Indiana University school of medicine researchers used a changed lentivirus to introduce a potent anti-melanoma T cell receptor gene into the hematopoietic stem cells of mice. Hematopoietic stem cells are the cells that give rise to  all blood and immune system cells.

The T cell gene, that recognizes a particular protein found on the surface of melanoma, was isolated and cloned from a patient with melanoma. The gene-modified stems cells were  transplanted back to hosts and found to eradicate metastatic melanoma for the lifetime of the animals.

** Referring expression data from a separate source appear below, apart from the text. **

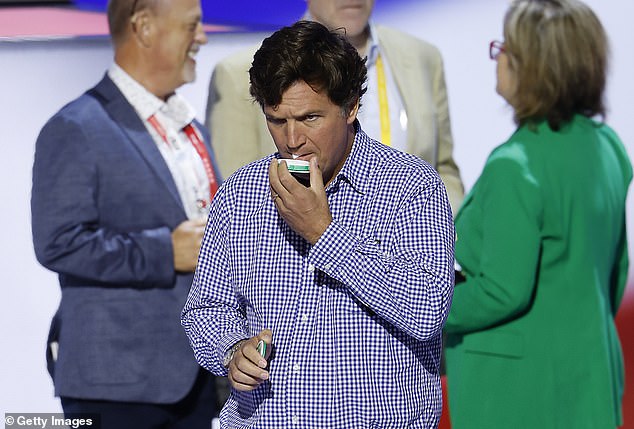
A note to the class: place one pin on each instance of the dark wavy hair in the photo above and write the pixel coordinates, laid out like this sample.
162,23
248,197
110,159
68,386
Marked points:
558,51
307,51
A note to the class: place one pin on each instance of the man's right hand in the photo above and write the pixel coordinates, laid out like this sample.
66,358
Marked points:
247,369
186,241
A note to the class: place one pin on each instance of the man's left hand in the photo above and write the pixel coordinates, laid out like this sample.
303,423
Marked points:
304,209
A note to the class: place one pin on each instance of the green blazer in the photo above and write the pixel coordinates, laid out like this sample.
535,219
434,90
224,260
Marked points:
531,340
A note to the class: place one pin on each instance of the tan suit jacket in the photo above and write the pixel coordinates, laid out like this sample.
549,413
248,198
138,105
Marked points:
240,134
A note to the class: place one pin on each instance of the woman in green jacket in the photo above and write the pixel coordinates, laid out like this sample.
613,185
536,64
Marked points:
531,340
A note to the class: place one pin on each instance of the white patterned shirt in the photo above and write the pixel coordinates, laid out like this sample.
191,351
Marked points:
186,166
356,318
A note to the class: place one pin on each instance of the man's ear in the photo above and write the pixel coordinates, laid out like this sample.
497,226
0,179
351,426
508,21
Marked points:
143,27
352,115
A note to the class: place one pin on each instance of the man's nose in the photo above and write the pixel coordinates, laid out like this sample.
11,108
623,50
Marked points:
295,137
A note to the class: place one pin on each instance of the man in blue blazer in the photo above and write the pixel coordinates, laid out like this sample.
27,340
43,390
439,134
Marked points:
122,180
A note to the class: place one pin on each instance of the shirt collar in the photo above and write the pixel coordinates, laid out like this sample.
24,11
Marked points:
372,50
373,46
176,110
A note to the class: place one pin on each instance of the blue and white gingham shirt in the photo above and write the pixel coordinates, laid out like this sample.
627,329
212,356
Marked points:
356,318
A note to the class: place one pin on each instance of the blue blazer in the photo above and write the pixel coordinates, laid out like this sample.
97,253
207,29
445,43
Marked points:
103,207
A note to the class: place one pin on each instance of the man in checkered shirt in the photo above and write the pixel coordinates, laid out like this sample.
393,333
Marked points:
324,304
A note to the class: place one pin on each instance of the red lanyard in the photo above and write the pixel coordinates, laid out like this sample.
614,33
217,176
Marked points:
200,147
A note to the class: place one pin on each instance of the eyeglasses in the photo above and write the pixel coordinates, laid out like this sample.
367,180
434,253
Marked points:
495,49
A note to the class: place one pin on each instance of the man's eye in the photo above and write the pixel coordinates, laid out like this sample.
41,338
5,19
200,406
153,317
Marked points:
275,121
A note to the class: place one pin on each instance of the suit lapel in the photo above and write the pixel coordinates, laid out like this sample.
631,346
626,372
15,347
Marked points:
127,118
404,71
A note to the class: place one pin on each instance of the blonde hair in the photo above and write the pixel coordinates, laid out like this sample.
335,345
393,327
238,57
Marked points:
558,51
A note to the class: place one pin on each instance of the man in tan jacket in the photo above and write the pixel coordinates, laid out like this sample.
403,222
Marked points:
405,105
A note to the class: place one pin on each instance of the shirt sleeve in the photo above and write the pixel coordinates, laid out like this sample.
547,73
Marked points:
68,234
504,283
410,283
212,317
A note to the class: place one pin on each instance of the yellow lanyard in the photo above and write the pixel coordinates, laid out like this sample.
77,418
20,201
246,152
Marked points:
383,105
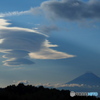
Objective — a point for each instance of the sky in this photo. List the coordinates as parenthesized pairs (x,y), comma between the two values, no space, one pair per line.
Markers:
(48,41)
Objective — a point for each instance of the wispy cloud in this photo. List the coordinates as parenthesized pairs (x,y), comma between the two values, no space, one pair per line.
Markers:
(59,85)
(14,13)
(20,43)
(73,10)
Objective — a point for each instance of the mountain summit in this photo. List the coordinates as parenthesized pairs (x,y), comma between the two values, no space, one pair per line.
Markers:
(87,79)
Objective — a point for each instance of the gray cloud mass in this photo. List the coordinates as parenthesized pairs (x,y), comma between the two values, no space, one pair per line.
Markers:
(21,44)
(72,9)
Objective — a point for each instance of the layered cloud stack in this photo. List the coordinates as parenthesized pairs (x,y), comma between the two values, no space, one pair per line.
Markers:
(20,43)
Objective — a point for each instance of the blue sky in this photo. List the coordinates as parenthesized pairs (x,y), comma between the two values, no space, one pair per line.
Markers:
(71,24)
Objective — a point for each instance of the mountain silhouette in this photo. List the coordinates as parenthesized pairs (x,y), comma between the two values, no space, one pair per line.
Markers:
(88,78)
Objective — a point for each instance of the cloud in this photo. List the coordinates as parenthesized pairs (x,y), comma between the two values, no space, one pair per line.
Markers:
(14,13)
(71,9)
(25,82)
(59,85)
(21,44)
(48,29)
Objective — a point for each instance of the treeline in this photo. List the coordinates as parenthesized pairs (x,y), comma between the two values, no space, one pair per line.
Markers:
(29,92)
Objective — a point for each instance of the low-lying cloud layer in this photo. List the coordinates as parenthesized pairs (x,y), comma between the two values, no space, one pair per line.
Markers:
(21,44)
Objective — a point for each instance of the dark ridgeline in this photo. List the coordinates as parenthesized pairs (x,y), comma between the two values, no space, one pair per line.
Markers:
(29,92)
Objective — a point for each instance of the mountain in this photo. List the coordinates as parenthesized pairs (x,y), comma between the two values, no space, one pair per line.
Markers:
(87,79)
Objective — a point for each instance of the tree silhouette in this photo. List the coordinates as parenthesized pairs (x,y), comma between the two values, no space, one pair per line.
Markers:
(29,92)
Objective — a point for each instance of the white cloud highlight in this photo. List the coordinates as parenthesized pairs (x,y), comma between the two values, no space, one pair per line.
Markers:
(19,43)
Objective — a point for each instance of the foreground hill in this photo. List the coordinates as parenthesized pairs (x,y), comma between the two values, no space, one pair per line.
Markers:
(29,92)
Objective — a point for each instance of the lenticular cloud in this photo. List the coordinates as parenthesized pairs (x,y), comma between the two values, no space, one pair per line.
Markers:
(21,44)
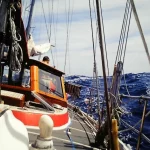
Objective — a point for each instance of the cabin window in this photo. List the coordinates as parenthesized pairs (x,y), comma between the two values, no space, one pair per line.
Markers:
(5,74)
(50,83)
(15,76)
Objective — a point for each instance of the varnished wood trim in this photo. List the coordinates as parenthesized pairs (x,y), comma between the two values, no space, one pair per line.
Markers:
(34,78)
(15,87)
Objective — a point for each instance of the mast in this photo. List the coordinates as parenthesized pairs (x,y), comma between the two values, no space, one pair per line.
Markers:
(28,29)
(104,72)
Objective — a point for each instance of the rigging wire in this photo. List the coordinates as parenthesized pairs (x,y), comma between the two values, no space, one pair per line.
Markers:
(140,29)
(56,22)
(47,31)
(123,31)
(68,26)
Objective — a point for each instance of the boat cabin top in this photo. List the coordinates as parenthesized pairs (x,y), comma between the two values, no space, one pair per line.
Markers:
(38,77)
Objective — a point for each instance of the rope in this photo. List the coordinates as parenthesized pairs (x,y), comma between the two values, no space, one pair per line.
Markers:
(16,54)
(101,11)
(67,130)
(135,130)
(134,125)
(127,35)
(125,83)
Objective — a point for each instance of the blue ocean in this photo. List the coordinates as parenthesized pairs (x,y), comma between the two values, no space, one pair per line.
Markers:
(133,84)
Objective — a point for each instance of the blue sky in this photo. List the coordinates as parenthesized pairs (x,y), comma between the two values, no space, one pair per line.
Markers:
(80,53)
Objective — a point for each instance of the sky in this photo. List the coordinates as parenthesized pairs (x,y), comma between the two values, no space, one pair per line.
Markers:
(79,56)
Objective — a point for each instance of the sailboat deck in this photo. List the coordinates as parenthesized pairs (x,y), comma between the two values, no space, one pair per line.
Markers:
(80,134)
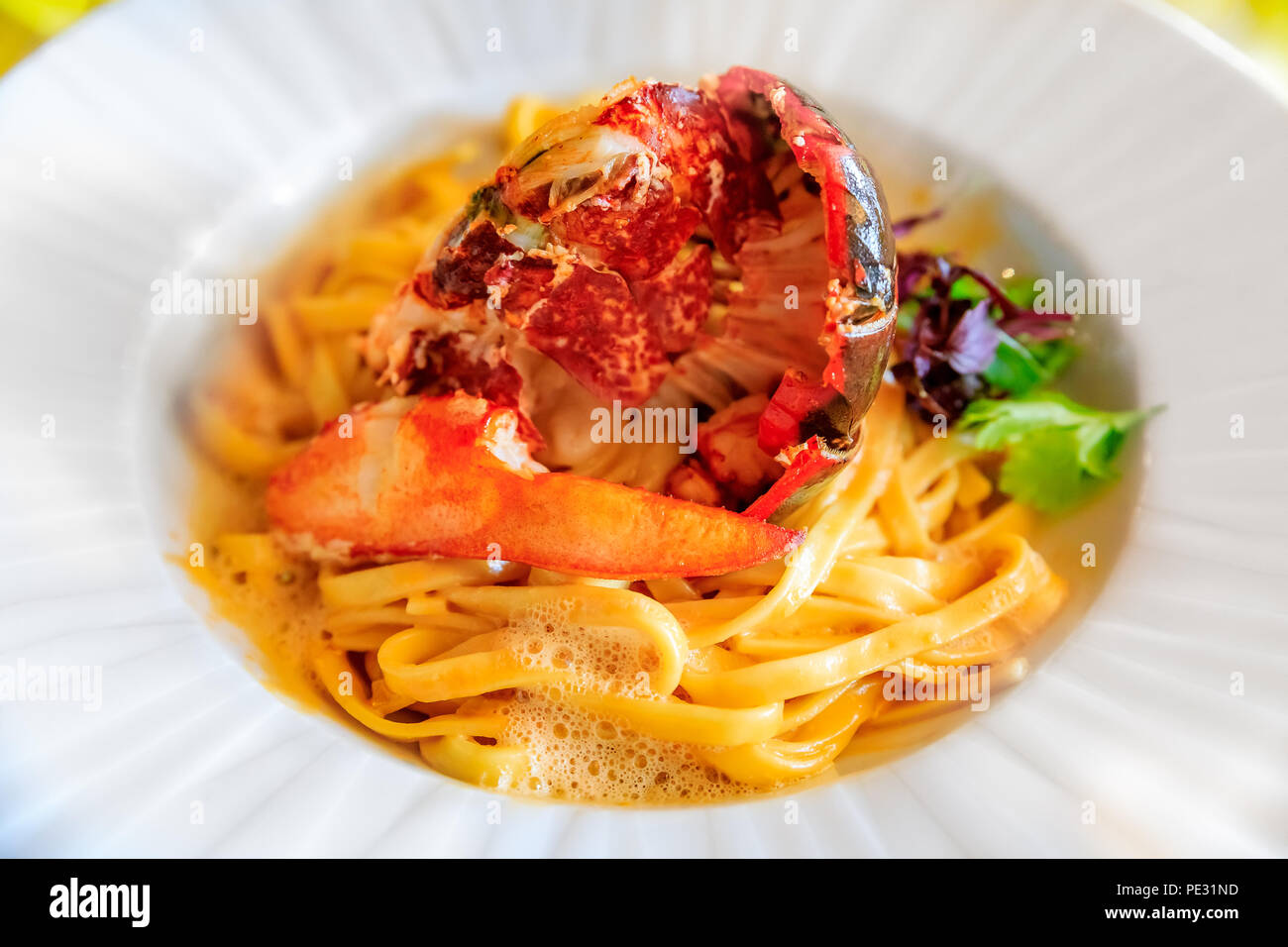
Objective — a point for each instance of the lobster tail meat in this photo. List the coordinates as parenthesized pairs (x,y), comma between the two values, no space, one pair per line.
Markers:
(450,475)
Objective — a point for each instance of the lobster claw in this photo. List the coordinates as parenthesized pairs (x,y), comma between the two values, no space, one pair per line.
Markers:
(816,421)
(450,475)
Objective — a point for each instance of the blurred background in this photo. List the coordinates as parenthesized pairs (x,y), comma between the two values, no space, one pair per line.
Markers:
(1258,27)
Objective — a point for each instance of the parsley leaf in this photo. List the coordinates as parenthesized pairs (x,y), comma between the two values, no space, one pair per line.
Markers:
(1057,450)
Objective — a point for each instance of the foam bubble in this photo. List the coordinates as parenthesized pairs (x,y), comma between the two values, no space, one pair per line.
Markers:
(578,754)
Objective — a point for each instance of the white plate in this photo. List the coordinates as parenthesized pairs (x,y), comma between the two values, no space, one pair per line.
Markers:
(158,137)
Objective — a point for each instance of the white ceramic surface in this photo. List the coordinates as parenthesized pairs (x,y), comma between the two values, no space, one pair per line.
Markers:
(127,153)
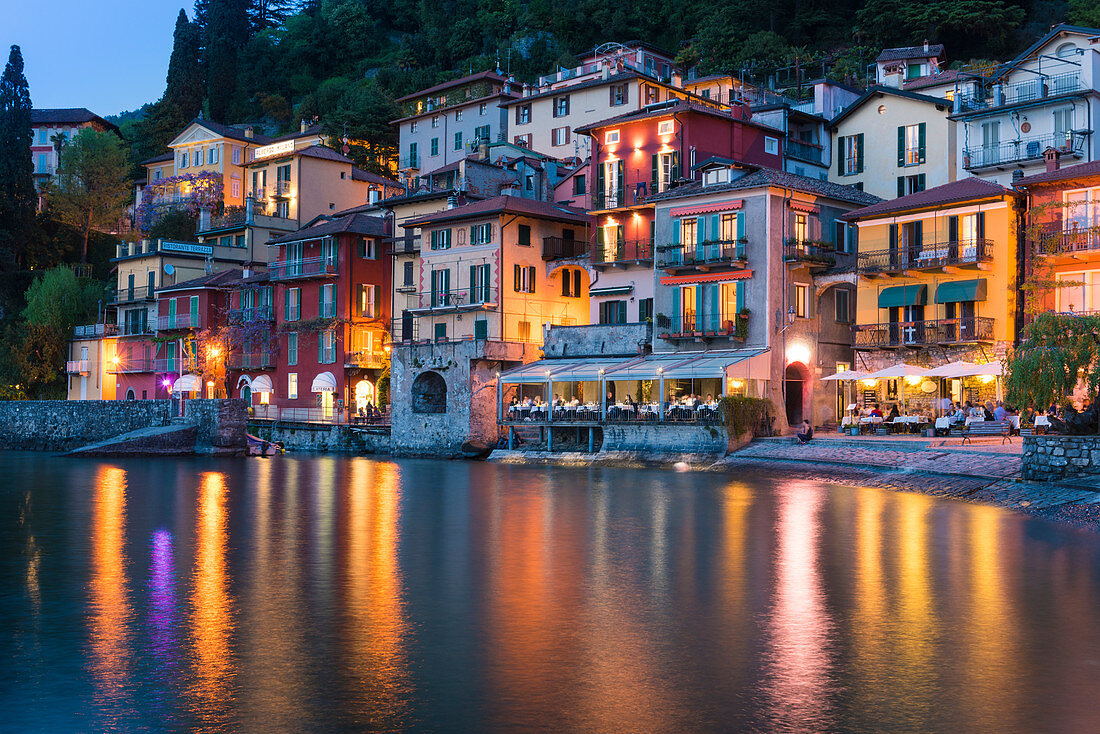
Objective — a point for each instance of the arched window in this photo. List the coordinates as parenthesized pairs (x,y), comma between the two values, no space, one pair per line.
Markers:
(429,393)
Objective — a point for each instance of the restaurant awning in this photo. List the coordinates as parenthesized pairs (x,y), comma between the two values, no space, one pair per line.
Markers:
(903,295)
(955,291)
(187,383)
(323,383)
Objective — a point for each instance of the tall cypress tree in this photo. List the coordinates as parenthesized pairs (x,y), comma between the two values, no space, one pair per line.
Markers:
(18,197)
(228,30)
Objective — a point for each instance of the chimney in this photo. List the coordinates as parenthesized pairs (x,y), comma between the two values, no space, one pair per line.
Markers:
(1053,159)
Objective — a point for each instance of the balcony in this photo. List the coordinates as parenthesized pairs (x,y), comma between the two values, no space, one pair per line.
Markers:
(814,254)
(133,295)
(251,314)
(703,327)
(306,267)
(260,360)
(703,255)
(178,321)
(556,248)
(804,151)
(619,254)
(926,256)
(96,330)
(975,329)
(1022,150)
(366,360)
(409,244)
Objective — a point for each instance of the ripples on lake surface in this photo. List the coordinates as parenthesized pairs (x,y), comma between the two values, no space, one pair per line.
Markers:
(344,593)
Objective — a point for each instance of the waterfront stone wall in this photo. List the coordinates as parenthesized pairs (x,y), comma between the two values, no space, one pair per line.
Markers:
(319,437)
(64,425)
(1053,458)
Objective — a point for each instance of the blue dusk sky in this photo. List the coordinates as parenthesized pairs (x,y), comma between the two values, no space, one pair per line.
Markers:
(109,56)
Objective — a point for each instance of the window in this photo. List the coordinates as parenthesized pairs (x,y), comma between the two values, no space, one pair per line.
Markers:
(613,311)
(911,144)
(292,348)
(801,300)
(850,154)
(524,278)
(843,305)
(481,233)
(440,239)
(292,305)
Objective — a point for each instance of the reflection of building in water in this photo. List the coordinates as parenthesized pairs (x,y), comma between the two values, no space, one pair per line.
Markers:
(109,590)
(211,613)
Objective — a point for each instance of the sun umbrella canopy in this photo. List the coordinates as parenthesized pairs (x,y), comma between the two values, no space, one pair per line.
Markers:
(847,374)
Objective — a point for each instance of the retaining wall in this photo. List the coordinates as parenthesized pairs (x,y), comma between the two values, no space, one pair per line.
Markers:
(64,425)
(1052,458)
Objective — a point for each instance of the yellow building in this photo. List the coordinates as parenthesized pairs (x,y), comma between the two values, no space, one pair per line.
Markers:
(936,277)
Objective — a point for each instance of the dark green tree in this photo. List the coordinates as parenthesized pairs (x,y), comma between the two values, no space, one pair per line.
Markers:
(18,197)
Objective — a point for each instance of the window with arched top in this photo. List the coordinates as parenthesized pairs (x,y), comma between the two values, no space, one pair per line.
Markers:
(429,393)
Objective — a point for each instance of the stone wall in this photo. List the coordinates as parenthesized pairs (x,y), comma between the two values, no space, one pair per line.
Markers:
(317,437)
(1052,458)
(64,425)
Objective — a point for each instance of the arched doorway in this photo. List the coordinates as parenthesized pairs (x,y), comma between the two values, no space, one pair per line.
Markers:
(794,383)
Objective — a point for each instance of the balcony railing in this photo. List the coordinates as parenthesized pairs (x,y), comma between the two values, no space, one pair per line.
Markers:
(715,252)
(133,295)
(924,333)
(252,314)
(811,253)
(261,360)
(804,151)
(94,330)
(306,267)
(1024,149)
(179,321)
(1069,241)
(556,248)
(960,252)
(404,245)
(370,360)
(623,252)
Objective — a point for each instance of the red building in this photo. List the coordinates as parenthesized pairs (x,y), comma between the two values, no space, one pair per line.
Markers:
(647,152)
(331,294)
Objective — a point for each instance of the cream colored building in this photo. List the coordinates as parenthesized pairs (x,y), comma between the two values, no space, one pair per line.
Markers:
(892,143)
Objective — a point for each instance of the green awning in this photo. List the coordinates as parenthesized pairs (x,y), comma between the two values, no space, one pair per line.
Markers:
(903,295)
(956,291)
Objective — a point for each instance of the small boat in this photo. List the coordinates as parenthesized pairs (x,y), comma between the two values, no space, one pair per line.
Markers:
(259,447)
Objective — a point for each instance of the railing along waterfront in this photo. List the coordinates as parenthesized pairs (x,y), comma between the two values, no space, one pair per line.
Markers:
(959,252)
(924,333)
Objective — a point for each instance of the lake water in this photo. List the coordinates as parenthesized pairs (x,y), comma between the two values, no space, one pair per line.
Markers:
(333,593)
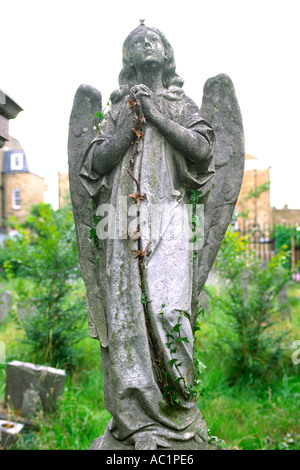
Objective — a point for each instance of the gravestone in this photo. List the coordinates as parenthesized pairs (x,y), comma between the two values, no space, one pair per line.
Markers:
(9,433)
(25,380)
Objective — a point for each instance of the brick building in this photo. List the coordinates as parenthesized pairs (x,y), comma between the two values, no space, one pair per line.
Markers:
(286,216)
(20,188)
(63,189)
(256,210)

"We found that the transplantation of gene-modified hematopoietic stem cells ends up in a new host immune system and therefore complete elimination of tumor," reported Christopher E. Touloukian, M.D., an assistant professor of surgery and immunology at the IU school of medicine. "To date, cancer immunotherapies have are hampered by restricted and diminishing immune responses over time. We have a tendency to  believe this sort of translational model opens new doors for patients with melanoma and probably other cancers by taking advantage of the potent regenerative capability of hematopoietic stem cells and new advances in gene therapy."

It has paved the way for a brand new clinical trial in humans funded by the V Foundation for Cancer research. The pilot section I trial will involve treatment of twelve patients and focus totally on the security and efficacy of the therapy, said Dr. Touloukian. The clinical trial is anticipated to start accruing patients by late 2011.

In 2010,  68,000 patients are going to be diagnosed with melanoma and therefore  disease will be associated with approximately 9,000 deaths.  Current treatments for metastatic melanoma are highly toxic and mostly unsuccessful with the most patients dying within six to twelve months after diagnosis.